Importing Projects for Customers

1. You are here:
2. Support Team Handbook
3. Support Workflows
4. Importing Projects for Customers

On this page

• Overview
• Related macros
• Security reviewed
• Criteria
  • Identifying import errors
  • Pre-Approved Cases
    • Case 1: Large imports
    • Case 2: User mapping of items
    • Other cases
• Process
  • Verify Permissions
  • Offer import and gather information
    • Access request information (mapping users only)
    • Verifying list of users (mapping users only)
  • Request import
  • After receiving export
  • After import is complete

Overview

This workflow is meant to provide guidance on when GitLab Team members might offer to import projects on behalf of customers or prospects as a courtesy, and the process for doing the imports.

Due to the shifting nature of what issues might be relevant, the specifics of this workflow may change.

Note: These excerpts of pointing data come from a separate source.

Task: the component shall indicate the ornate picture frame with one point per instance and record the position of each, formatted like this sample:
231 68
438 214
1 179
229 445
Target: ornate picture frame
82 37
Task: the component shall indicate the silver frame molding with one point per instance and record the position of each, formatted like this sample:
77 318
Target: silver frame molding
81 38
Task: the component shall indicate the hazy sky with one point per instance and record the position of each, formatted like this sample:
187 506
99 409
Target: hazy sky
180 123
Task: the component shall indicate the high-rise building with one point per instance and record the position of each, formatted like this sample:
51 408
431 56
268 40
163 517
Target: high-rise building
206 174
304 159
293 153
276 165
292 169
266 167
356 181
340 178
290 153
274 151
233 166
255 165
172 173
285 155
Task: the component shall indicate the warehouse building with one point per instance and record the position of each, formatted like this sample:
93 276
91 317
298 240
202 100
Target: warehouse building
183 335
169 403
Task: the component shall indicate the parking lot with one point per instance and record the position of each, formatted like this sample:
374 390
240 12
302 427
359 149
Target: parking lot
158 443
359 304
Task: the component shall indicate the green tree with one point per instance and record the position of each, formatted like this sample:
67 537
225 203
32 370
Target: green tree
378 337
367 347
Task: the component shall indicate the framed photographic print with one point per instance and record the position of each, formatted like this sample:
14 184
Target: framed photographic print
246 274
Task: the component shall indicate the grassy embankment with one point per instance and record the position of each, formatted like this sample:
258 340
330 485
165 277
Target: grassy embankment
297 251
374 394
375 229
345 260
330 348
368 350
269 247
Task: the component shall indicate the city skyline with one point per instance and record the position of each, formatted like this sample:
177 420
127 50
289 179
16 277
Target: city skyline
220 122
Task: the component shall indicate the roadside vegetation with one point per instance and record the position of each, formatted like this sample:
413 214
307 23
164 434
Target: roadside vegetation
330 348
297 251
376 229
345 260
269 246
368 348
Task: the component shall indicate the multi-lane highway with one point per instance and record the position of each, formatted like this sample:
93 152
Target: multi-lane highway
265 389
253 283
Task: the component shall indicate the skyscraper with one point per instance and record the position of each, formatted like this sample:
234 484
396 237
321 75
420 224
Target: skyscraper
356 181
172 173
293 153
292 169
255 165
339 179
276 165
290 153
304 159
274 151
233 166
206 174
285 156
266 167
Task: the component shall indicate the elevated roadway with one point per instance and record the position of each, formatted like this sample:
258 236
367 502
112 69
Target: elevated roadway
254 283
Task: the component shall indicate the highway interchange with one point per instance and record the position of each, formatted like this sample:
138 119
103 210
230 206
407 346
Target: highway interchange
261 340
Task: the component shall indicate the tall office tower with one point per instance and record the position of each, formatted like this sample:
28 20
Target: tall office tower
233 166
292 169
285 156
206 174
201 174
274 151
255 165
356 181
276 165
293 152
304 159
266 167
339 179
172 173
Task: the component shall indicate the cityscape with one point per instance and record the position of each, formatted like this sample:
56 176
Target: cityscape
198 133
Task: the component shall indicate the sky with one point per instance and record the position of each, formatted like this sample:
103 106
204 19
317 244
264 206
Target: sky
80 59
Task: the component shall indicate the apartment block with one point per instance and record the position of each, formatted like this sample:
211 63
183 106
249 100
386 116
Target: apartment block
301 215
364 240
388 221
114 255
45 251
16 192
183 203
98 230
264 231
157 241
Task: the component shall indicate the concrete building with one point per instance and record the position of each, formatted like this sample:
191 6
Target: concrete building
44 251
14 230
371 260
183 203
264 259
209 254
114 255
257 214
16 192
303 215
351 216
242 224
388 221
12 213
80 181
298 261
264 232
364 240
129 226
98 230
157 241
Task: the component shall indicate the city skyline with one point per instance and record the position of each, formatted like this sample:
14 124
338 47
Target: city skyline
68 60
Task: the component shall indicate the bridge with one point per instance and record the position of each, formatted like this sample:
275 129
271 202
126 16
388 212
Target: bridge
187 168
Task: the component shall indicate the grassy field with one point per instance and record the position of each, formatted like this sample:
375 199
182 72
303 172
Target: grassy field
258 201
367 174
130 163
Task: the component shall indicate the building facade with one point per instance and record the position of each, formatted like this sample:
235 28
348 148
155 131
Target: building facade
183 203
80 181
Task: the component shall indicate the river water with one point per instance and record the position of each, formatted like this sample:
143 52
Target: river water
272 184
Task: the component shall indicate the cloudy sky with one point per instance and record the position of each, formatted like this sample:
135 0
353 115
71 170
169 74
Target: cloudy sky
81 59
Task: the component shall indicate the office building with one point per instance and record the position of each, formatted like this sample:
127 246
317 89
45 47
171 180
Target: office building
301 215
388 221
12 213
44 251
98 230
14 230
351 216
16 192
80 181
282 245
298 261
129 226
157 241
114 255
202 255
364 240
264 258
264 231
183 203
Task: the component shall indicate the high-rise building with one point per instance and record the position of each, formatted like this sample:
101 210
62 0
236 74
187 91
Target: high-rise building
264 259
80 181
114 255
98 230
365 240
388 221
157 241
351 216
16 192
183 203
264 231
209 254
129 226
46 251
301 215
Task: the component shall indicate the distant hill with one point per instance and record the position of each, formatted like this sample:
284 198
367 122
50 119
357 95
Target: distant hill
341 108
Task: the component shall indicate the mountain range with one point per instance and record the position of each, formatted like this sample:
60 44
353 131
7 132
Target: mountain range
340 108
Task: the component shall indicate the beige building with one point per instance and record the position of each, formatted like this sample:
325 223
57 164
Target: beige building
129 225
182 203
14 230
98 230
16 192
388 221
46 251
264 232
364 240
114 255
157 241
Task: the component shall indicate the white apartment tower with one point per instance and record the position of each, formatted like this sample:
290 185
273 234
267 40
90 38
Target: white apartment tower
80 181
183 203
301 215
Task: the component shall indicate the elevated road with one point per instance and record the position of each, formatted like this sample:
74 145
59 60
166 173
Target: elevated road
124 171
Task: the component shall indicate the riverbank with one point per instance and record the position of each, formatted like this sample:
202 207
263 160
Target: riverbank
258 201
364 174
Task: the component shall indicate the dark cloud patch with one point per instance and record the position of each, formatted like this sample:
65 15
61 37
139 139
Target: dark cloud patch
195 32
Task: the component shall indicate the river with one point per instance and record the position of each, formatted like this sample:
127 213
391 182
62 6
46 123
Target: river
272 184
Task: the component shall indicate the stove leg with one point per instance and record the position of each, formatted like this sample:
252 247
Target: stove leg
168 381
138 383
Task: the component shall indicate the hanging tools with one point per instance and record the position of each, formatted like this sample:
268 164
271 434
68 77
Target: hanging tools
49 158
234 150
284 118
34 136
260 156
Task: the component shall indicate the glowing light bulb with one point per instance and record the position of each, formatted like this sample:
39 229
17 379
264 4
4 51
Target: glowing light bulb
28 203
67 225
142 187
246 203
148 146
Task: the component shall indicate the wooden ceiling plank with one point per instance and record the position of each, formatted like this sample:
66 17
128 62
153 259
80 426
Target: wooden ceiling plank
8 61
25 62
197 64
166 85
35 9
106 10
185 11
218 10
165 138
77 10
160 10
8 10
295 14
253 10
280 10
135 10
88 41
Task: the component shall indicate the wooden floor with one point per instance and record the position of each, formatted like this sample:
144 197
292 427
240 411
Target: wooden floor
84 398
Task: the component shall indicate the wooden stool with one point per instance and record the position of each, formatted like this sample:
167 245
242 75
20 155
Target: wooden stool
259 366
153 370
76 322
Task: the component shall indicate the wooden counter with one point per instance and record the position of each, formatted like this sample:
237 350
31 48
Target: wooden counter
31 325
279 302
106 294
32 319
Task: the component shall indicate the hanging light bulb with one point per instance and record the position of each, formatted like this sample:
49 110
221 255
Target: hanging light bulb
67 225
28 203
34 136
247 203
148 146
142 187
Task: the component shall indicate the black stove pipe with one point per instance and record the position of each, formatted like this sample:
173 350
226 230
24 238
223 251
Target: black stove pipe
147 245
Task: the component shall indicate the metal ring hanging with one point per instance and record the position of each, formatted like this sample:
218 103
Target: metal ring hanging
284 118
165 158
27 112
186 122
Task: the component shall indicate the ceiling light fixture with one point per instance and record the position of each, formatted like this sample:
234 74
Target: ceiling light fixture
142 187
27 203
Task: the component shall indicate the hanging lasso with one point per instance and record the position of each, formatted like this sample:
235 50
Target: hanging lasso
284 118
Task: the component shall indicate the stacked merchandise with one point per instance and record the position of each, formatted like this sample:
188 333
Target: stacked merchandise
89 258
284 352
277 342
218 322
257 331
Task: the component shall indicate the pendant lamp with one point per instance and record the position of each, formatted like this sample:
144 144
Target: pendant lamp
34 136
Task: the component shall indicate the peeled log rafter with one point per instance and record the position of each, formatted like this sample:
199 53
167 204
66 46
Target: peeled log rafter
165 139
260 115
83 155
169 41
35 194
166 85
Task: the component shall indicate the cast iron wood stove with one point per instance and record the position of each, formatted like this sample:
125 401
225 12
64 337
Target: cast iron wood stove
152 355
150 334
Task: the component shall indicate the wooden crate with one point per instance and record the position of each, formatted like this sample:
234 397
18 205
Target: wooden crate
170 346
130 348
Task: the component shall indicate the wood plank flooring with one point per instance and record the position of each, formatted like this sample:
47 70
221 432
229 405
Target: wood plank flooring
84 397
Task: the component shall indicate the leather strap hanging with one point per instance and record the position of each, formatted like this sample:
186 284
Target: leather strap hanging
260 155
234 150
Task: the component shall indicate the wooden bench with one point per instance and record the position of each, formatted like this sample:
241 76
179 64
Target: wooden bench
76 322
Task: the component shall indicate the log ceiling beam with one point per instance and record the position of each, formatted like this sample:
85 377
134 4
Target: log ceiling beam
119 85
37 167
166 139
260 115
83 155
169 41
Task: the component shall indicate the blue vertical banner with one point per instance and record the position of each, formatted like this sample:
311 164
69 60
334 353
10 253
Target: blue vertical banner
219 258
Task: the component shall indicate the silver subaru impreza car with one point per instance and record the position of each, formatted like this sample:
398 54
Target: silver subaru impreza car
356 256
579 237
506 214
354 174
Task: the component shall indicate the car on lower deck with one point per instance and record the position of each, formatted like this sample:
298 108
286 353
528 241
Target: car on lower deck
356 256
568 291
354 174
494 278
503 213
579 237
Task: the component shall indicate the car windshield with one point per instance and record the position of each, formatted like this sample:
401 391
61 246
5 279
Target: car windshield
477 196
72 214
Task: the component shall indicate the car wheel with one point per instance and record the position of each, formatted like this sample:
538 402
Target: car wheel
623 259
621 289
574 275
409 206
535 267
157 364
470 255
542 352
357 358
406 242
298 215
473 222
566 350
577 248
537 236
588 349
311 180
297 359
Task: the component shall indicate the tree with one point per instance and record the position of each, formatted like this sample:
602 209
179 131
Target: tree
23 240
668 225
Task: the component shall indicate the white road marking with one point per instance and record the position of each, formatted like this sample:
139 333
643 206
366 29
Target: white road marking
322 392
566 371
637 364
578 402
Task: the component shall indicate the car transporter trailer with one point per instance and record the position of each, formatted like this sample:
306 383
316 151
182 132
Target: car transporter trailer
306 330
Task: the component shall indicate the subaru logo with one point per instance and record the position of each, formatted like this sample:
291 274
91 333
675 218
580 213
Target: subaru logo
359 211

If helpful, there is a video recording from 2019-05-22(internal) where the first half is a walkthrough of the process, and the second half talks through troubleshooting issues.

Related macros

• GitLab.com::Import::Verify import criteria
• GitLab.com::Import::Require group permission
• GitLab.com::Import::Offer import
• GitLab.com::Import::Verify user list
• GitLab.com::Import::Complete customer to verify

Security reviewed

In 2020-03, the process passed a security review in addition to the process review from 2019-02.

Criteria

The Support Team can offer to import a couple of projects as a best effort courtesy, but anything complex with many users or projects is out of scope. These users should be referred to Professional Services.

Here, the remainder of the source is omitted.